L’America è un paese problematico, e con Trump lo sarà molto di più e, come abbiamo già detto in un’altra occasione, dobbiamo preoccuparcene anche noi europei, perché «Il presidente degli Stati Uniti influenza tutti gli abitanti della Terra» (Naomi Klein, Shock Politics). Ed ecco il motivo per cui ce ne stiamo occupando con maggiore frequenza di quanto ci piacerebbe, anche perché, se ai tempi dei Padri Pellegrini erano necessari diversi mesi di viaggio attraverso l’Atlantico per raggiungere il nuovo continente, ora siamo a poche ore d’aereo e a pochi minuti di missile. Trump è pericoloso perché una parte non indifferente del popolo americano lo è, in particolare tanti appartenenti al Partito repubblicano. Peggy Nolan, storica autrice dei grandi discorsi del presidente conservatore Ronald Reagan, così scrive sulle pagine del Wall Street Journal: «Siamo a un cambio epocale. Il partito repubblicano si fa populista, nazionalista, si schiera con la classe operaia e i lavoratori, flirta con i sindacati … e non ci saranno passi indietro» e così il GOP è finito per far posto al movimento nazional-populista che Trump ha fondato.

Sembra di assistere a un triste viale del tramonto della stella repubblicana. Così infatti vede ciò che sta accadendo Jonathan Franzen, autore dell’indimenticabile Correzioni, che ci dice: «La violenza non è una novità negli Stati Uniti, colonizzati da europei in fuga dalle persecuzioni, forgiati dalla Rivoluzione contro l’impero britannico, e riformati loro malgrado da una Guerra Civile, che resta il conflitto più sanguinoso mai combattuto dagli americani. E poi quattro presidenti ammazzati, Martin Luther King e Robert Kennedy, le rivolte per i diritti civili, gli spari contro Reagan»; poi aggiunge: «Però è anche vero che la sensazione di incomunicabilità, di insanabile frattura politica, culturale e persino geografica, sembra oggi così profonda da far dubitare sulla capacità della democrazia più antica del mondo moderno di sopravvivere intatta». L’analisi di Franzen è molto più ampia e vale la pena di leggere la sua intervista su la Repubblica del 20 luglio scorso, nella quale esprime tutto il suo profondo rammarico, che conclude dicendo: «Servirebbe, per concludere questa riflessione, il tentativo di offrire qualche rimedio, uno spiraglio, una strada.
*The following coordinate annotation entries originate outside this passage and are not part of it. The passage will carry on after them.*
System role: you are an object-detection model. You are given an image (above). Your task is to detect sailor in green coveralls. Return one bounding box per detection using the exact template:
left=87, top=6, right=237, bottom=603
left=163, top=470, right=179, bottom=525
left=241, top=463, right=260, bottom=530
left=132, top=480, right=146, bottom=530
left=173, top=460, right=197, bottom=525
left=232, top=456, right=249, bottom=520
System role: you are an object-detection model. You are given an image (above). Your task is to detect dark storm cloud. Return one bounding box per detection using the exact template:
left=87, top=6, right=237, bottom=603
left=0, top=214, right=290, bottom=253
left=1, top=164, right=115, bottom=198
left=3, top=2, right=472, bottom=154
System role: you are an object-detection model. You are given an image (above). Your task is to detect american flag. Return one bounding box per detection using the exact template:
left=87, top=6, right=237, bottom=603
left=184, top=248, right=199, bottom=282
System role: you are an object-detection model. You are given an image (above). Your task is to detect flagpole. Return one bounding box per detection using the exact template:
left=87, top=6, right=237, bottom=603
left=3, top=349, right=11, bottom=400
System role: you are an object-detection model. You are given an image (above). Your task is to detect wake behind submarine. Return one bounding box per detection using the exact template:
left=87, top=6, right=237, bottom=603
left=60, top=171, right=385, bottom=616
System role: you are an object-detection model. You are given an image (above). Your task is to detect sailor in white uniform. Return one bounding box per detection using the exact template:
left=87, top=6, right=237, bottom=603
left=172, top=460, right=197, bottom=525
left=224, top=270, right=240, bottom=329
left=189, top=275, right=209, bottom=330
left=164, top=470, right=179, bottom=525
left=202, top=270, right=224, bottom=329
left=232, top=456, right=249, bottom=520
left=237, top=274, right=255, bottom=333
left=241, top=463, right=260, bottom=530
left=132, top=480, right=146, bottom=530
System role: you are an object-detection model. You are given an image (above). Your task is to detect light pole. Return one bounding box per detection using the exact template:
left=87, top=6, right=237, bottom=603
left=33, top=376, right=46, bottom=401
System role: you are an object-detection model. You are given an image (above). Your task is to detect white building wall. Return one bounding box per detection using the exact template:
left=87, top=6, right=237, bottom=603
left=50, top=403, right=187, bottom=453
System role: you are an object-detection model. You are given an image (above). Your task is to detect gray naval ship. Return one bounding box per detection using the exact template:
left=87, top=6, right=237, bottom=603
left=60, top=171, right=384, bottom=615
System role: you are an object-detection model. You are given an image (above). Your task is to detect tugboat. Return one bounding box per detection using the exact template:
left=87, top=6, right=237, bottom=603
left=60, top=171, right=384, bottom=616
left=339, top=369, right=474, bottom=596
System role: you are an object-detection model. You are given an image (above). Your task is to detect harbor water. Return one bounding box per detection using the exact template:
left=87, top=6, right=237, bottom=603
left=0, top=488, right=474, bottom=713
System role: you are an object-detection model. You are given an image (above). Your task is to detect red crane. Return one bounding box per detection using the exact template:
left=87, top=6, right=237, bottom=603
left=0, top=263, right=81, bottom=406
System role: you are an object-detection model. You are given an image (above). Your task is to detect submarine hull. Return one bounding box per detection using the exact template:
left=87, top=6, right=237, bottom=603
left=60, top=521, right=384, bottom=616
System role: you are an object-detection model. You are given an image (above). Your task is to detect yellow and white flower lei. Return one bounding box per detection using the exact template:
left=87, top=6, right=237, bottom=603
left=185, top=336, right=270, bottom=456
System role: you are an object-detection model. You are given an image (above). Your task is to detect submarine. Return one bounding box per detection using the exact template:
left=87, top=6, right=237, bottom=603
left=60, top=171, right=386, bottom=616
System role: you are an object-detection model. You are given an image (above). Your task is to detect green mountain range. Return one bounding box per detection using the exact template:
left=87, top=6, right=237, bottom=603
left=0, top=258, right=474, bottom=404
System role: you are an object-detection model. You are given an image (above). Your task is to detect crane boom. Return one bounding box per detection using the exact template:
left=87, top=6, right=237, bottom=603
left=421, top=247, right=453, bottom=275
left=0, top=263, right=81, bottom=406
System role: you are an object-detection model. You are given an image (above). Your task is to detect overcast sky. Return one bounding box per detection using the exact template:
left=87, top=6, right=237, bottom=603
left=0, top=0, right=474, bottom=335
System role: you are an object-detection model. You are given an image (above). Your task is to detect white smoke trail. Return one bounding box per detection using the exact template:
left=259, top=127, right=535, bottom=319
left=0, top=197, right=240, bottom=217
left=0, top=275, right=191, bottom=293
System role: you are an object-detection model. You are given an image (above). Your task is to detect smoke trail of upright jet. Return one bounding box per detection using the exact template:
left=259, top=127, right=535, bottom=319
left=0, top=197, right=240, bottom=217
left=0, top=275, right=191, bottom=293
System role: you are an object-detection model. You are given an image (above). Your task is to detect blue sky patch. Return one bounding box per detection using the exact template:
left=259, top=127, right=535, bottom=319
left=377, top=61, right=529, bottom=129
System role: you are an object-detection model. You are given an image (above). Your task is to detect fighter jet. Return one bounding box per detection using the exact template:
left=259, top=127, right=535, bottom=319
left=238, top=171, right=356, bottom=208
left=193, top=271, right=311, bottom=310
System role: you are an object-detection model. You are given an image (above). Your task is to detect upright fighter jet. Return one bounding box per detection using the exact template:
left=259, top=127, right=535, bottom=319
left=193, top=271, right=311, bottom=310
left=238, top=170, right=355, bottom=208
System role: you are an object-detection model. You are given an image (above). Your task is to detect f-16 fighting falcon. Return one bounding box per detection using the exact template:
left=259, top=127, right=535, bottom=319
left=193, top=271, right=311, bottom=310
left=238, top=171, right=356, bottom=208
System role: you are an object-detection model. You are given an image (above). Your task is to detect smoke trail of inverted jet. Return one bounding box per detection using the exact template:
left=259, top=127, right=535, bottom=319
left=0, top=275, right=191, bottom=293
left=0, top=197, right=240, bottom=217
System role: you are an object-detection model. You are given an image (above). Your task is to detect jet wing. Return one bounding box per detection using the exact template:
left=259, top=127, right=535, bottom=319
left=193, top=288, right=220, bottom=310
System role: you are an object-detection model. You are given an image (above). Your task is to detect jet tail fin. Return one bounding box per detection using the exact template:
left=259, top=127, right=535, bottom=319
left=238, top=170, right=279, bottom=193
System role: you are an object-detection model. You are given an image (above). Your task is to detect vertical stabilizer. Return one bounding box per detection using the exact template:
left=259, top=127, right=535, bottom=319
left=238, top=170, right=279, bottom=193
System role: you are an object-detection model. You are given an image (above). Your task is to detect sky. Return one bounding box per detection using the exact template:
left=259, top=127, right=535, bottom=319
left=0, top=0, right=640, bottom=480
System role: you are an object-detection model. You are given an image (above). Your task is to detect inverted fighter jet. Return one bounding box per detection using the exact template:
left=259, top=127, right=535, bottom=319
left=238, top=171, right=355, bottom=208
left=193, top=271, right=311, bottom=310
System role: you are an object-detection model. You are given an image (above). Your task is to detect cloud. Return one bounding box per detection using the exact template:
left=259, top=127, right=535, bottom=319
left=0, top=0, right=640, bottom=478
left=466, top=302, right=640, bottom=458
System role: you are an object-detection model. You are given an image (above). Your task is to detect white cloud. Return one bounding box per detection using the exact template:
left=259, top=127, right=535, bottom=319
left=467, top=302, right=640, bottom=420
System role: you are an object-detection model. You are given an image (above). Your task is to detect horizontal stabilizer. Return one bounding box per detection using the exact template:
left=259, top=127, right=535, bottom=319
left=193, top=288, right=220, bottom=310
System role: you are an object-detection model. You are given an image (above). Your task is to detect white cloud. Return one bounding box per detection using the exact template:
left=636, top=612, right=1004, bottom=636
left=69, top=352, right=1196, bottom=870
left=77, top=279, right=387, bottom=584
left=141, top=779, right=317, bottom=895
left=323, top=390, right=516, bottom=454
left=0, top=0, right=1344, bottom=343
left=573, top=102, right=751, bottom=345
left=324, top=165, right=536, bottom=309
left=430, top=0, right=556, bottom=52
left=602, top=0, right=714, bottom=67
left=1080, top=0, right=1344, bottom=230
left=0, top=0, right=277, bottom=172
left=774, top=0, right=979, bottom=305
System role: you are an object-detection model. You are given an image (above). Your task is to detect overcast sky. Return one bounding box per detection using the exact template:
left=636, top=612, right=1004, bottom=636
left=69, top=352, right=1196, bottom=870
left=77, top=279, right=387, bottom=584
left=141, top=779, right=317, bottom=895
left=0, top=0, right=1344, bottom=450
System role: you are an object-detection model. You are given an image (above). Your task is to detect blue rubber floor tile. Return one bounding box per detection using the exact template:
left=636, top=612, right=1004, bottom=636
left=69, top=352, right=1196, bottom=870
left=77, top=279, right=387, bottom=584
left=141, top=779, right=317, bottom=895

Pochi intravedono la soluzione, però, a parte la certezza quasi messianica di pensare che imporre agli altri la propria volontà salvi l’America dalla dissoluzione». Parole molto amare da parte di chi ama il proprio Paese e lo vede precipitare nell’abisso. Ma, come abbiamo scritto di recente, contro il fanatismo delle masse, aizzate e sobillate ad hoc, non c’è rimedio che tenga. E sono queste masse, secondo le quali nulla avviene per caso e per le quali Dio ha salvato Trump affinché Trump possa salvare la nazione, che decideranno l’esito del voto. Se i delegati si fasciano l’orecchio destro – quello ferito di Trump – è per testimoniare che condividono anche il dolore fisico del leader. E, come afferma con decisione Nikki Haley, rappresentante repubblicana all’ONU degli USA: «Putin ha invaso la Crimea quando c’era Obama e l’Ucraina con Biden, ma durante i quattro anni di Trump non si è mosso perché aveva paura di lui». Un altro trumpiano di ferro, Mike Johnson, Speaker della Camera dei Rappresentanti promette: «Con noi i tagli fiscali diverranno permanenti mentre Biden e Harris pianificano miliardi di nuove tasse».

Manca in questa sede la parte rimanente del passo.